サラヴァの10年のクチコミ・レビュー

クチコミ・レビューTSUTAYA DISCAS

「在りし日の」フランス音楽。

投稿者:MIGHTY MOE AND JOE 2016年01月11日

いつか聴くだろうと思って放っておいたら、CDはいつの間にか廃盤、
でもアナログ原盤に手を出すほどでもないか、と諦めかけていた折、偶然こちらで発見。
こんなものまで揃えておられるとは。

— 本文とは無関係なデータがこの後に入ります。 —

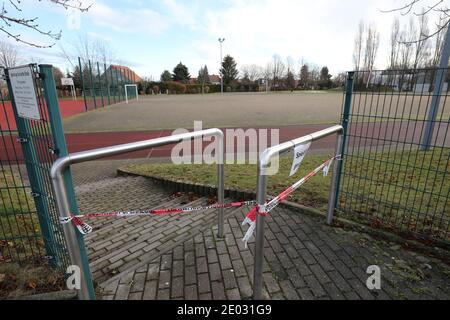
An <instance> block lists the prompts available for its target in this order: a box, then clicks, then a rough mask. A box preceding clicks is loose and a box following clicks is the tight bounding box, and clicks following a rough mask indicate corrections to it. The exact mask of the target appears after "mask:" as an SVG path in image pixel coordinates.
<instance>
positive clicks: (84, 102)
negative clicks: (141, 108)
mask: <svg viewBox="0 0 450 320" xmlns="http://www.w3.org/2000/svg"><path fill="white" fill-rule="evenodd" d="M78 67H79V70H80V80H81V84H79V85H80V86H81V90H82V92H83V98H84V104H85V109H86V111H88V110H93V109H97V108H101V107H105V106H108V105H111V104H114V103H118V102H122V101H125V90H127V89H126V88H125V85H127V84H135V83H136V81H138V77H137V76H136V74H135V73H134V72H133V71H132V70H131V69H130V68H128V67H124V66H119V65H109V66H107V65H106V64H105V63H99V62H93V61H90V60H87V61H85V60H83V59H82V58H78ZM128 98H129V99H133V98H136V91H135V90H129V91H128Z"/></svg>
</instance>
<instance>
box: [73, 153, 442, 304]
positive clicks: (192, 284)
mask: <svg viewBox="0 0 450 320" xmlns="http://www.w3.org/2000/svg"><path fill="white" fill-rule="evenodd" d="M120 163H123V161H122V162H121V161H115V160H114V161H110V160H108V161H95V162H92V163H86V164H83V165H86V166H84V167H83V168H84V169H83V170H79V171H78V172H77V171H76V170H74V177H75V181H78V182H76V184H75V185H76V192H77V198H78V203H79V206H80V210H81V211H82V212H102V211H108V210H129V209H139V208H142V209H144V208H145V209H148V208H161V207H179V206H184V205H192V206H194V205H202V204H205V203H207V202H208V200H207V198H206V197H205V198H198V199H196V200H195V201H193V202H190V200H189V199H188V196H187V195H182V196H181V197H171V193H172V191H170V190H167V189H164V188H162V187H161V186H158V185H156V184H154V183H153V182H151V181H150V180H147V179H145V178H141V177H138V178H136V177H116V174H115V169H116V168H117V166H118V164H120ZM94 172H101V173H102V175H103V176H102V177H101V178H98V177H94V176H93V173H94ZM111 190H113V192H112V191H111ZM227 201H228V200H227ZM230 201H232V200H231V199H230ZM131 204H132V205H131ZM131 206H133V207H131ZM212 211H213V210H210V211H207V212H204V213H198V214H195V215H191V214H183V215H181V216H175V215H165V216H157V217H151V218H149V217H130V218H124V219H106V218H105V219H92V220H89V223H92V225H93V227H94V228H95V231H94V232H93V233H92V234H90V235H88V236H86V239H85V240H86V241H85V242H86V245H87V251H88V254H89V259H90V262H91V271H92V273H93V275H94V277H95V280H96V281H97V282H98V283H100V286H101V288H102V289H103V290H102V291H103V298H104V299H136V300H138V299H213V298H214V299H225V298H227V299H249V298H251V295H252V287H251V285H252V282H253V267H254V266H253V264H254V255H253V253H254V241H255V240H254V237H253V238H252V239H251V241H249V247H248V249H246V248H245V247H244V243H243V242H242V237H243V234H244V232H246V230H247V226H241V222H242V220H243V218H244V216H245V214H246V213H247V212H248V209H247V208H239V209H233V210H229V209H225V210H224V211H225V214H226V219H225V225H224V230H225V232H226V233H225V238H224V239H223V240H221V239H218V238H217V237H216V234H217V221H216V218H215V215H214V214H211V213H212ZM266 222H267V223H266V230H265V238H266V239H265V243H264V250H265V252H264V253H265V255H264V258H265V259H264V263H263V272H264V279H263V280H264V289H263V298H267V299H444V300H448V299H449V298H450V288H449V283H448V278H447V276H445V273H444V272H443V271H444V270H447V274H448V267H447V269H445V268H444V269H442V270H440V269H438V268H435V266H434V265H433V267H432V269H431V270H430V269H426V270H425V271H426V277H424V278H423V279H420V280H419V281H417V282H414V283H412V284H411V282H408V281H407V278H406V277H405V276H404V275H403V274H402V273H399V272H397V271H396V272H393V271H392V270H391V269H390V268H398V266H399V265H400V262H401V261H403V262H404V266H409V265H414V266H417V265H422V264H423V263H427V264H431V262H429V261H432V260H431V259H428V258H424V259H423V258H420V259H422V260H424V261H425V259H426V262H423V263H422V262H420V261H418V260H417V259H416V258H415V257H417V256H419V257H422V255H418V254H415V255H413V254H409V253H407V252H406V251H404V250H403V249H402V248H401V247H399V246H395V244H392V243H387V242H382V241H378V240H374V239H372V238H368V236H365V235H364V234H360V233H357V232H348V231H346V230H343V229H339V228H334V227H333V228H330V227H328V226H326V225H325V224H324V223H323V221H321V220H320V221H319V220H318V219H316V218H312V217H310V216H308V215H306V214H299V213H298V212H296V211H292V210H290V209H289V208H288V207H281V206H280V207H277V208H276V209H274V210H273V211H271V214H270V215H269V216H268V217H267V219H266ZM339 230H342V232H341V231H339ZM361 239H362V240H361ZM364 239H369V240H367V241H365V240H364ZM368 241H369V242H370V246H369V245H367V242H368ZM391 257H395V260H392V259H391ZM372 264H379V265H381V266H382V290H368V289H367V287H366V285H365V281H366V279H367V277H368V275H367V274H366V269H367V266H368V265H372ZM388 265H390V266H391V267H387V266H388ZM425 271H423V272H425ZM117 272H120V274H117ZM111 277H114V278H112V279H111ZM107 280H110V281H108V282H104V281H107Z"/></svg>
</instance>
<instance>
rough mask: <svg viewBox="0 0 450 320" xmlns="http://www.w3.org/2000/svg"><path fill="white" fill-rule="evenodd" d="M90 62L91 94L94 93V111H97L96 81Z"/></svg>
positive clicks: (90, 63)
mask: <svg viewBox="0 0 450 320" xmlns="http://www.w3.org/2000/svg"><path fill="white" fill-rule="evenodd" d="M88 61H89V73H90V78H91V93H92V98H93V99H94V109H97V98H96V96H95V84H94V79H93V77H92V66H91V60H88Z"/></svg>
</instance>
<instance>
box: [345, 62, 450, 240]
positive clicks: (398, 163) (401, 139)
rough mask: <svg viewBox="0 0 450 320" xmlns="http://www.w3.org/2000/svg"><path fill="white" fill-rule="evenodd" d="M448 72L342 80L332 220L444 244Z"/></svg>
mask: <svg viewBox="0 0 450 320" xmlns="http://www.w3.org/2000/svg"><path fill="white" fill-rule="evenodd" d="M449 79H450V77H449V70H448V69H421V70H384V71H371V72H369V71H359V72H350V73H349V74H348V79H347V85H346V92H345V97H344V106H343V112H342V125H343V127H344V131H345V134H344V150H343V151H342V153H343V155H344V161H343V165H342V170H341V175H340V184H339V188H338V192H339V193H338V197H337V202H336V209H337V211H338V214H340V215H344V216H346V217H349V218H351V219H353V220H357V221H359V222H363V223H368V224H370V225H372V226H374V227H380V228H386V229H390V230H393V231H394V232H397V233H404V234H406V235H408V236H414V237H416V238H420V239H423V240H428V241H429V240H431V241H433V242H435V241H436V240H438V241H439V242H440V243H443V244H445V245H448V244H449V243H450V241H449V240H450V239H449V237H450V230H449V228H450V197H449V196H450V161H449V159H450V134H449V117H450V101H449V99H448V97H449V96H450V94H449V92H450V91H449V89H450V86H449Z"/></svg>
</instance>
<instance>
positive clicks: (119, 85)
mask: <svg viewBox="0 0 450 320" xmlns="http://www.w3.org/2000/svg"><path fill="white" fill-rule="evenodd" d="M116 84H117V99H118V100H119V102H120V101H122V95H121V94H120V79H119V70H116Z"/></svg>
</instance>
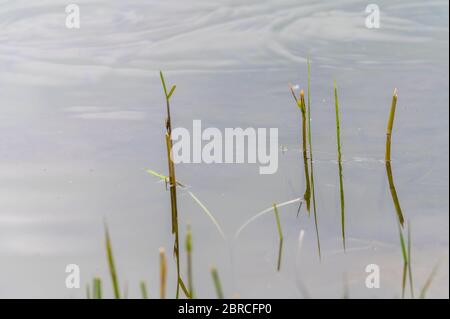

ツタヤさん、ありがとうございます。

さすがはサラヴァ、内容は2枚組の端から端まで素晴らしいの一言。
レーベル・カラー通り、アーティストやジャンルは
シャンソン、フレンチ・ポップから民族音楽、ジャズ、ロック、現代音楽まで
多岐に亘りますが、すべてにサラヴァらしさというか、
「68年」以降のパリの街頭の空気をいっぱいにはらんだ
「自由でリベラルな」音楽の在り様を堪能できます
(今やそれも「懐古とともに」かもしれませんけど)。

個々のアーティストについてコメントしていくと大変なので、
以下、個人的に特に思い入れのある人たちについて箇条書きで。

●フォンテーヌ、アレスキ、イジュラン
間章を引き合いに出すまでもなく、やはりこの三者が絡み合って、
あるいは単独で生み出した音楽は、言わずもがなの素晴らしさ。
サラヴァの自由な精神を象徴する看板アーティストたちですね。
大里俊晴さんが生前残した、
アレスキの民族的な出自に光を当て「世界は寒い」の一行から始まる
フォンテーヌ=アレスキ「あなた達と私達」へのライナー・ノーツは、
間氏のユグナン「荒れた海辺」を引用した「ラジオのように」に対する賛辞と対を成すように
忘れがたいものでしたが、
宗教的・民族的・政治的な亀裂や矛盾が顕在化したフランスはじめ
ヨーロッパの現状を踏まえた今こそ、より一層心に沁みます。

●マージュン
こんなグループが一枚噛んでるのも、このレーベルの面白さ。
シンフォでもジャズロックでもなく、トラッドともレコメンとも言えない掴みどころの無さが、
かえって唯一無二のフランス臭さを体現している大好きなバンドです。
米英独いずれとも違うフランスならではの野暮ったさと、
ドタバタ感の裏にひそませた諧謔味と鋭さ。
1枚目の18曲目ではコシモンと共演してます
(いい年をして彼らのバッキングで歌うコシモンも凄い)。

●スティーブ・レイシー
先行世代のシャンソンなんかに比べると、サラヴァの音楽には
良い意味での「なんちゃって感」というか、
例えばフランス語で歌われるボサノバに象徴されるようなフェイク感が漂っていて、
それが「お洒落な」イメージにつながっているのかもしれないけれど、
そんな中にあってレイシーのジャズの「本物感」はちょっと異質
(とはいえ「一般的な」ジャズからもかなり外れたものだけど)。
レイシーがサラヴァをはじめ、フランスやイタリアで残した作品と足跡の偉大さについては、
ジャズ・ファンなら説明不要ですよね。
このオムニバスも、ラストが彼の演奏で締められているところに気骨を感じます。

他にも有名どころでは、レーベル創設者のピエール・バルーはもちろん(彼の歌ももっと聴きたかった)、
バルネ・ウイラン、ジョルジュ・アルヴァニタス、ナナ・ヴァスコンセロスなど。
普通に歌謡性のある曲もたくさん収められているので、
クセの強い音楽は苦手、という方も見本市のような感覚で楽しめます。
音響技術の素晴らしさも特筆もの。